Pardon ama halk bu kavganın neresinde?
"En iyi gündem nasıl yaratılır?" Bunu Hürriyet kadar hiçbir gazete başaramaz, bunu hepimiz biliyoruz ama...
Halk bu gündemin neresinde?
***
Zaten renksiz bir dünyanın içinde gidip geliyoruz.
Her sabah gerilim hatları üzerinde gezinmekten bıktık.
Biz cambaz değiliz.

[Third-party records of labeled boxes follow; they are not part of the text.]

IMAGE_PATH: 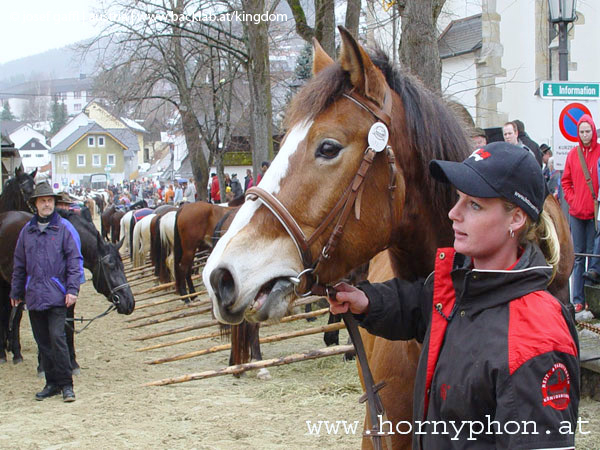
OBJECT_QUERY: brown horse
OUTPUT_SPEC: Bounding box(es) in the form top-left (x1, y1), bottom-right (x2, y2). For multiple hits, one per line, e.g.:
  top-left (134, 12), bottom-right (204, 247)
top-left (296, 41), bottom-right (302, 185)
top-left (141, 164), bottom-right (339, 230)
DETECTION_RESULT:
top-left (174, 201), bottom-right (233, 295)
top-left (203, 30), bottom-right (573, 448)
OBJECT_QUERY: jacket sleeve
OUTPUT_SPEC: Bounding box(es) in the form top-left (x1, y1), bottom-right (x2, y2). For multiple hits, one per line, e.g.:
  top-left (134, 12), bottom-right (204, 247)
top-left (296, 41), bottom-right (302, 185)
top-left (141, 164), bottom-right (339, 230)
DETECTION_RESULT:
top-left (560, 152), bottom-right (575, 205)
top-left (10, 224), bottom-right (27, 300)
top-left (63, 224), bottom-right (85, 295)
top-left (492, 351), bottom-right (589, 449)
top-left (356, 278), bottom-right (433, 342)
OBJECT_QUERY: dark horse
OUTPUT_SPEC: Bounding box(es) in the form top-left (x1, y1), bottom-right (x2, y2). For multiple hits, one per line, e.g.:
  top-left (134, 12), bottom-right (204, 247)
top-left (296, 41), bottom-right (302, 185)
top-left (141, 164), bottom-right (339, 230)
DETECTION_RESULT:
top-left (203, 30), bottom-right (573, 448)
top-left (0, 210), bottom-right (135, 370)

Okuyucuyuz!
Ve gazete okuyucularının, nasıl tepki vermesi gerektiğini de, bizlere çocukluğumuzdaki Hürriyet öğretti.
***
Gelelim Başbakan'a...
Elektrik ve doğalgaz, kışa zamlı tarifelerle giriyor da, insanlar kışı nasıl geçireceğini düşünüyor.
İşçi, memur, öğretmen kan kusuyor, emekli hayatla ilişkisini kesmiş.
Hastanelerin acil servislerinde elektrikler kesiliyor da, kolay ölümlerin önü kesilmiyor.
Bunca sorun içinde, Başbakan'ın ağzının içine bakan toplum, Tayyip Erdoğan'dan kaç zamandır "hiddetli Aydın Doğan tepkileri" dinliyor.
Pardon ama halk bu kavganın neresinde? Aydın Doğan'dan halka ne?
Eğer ortada haksızlık ve saygısızlık varsa, mahkemeler var, hukuk var!
***
Bizler, halk için verilmeyen kavgaların dışında yokuz.
İçinde halk olmayan kavgaların da, haklı bir yanı yok zaten.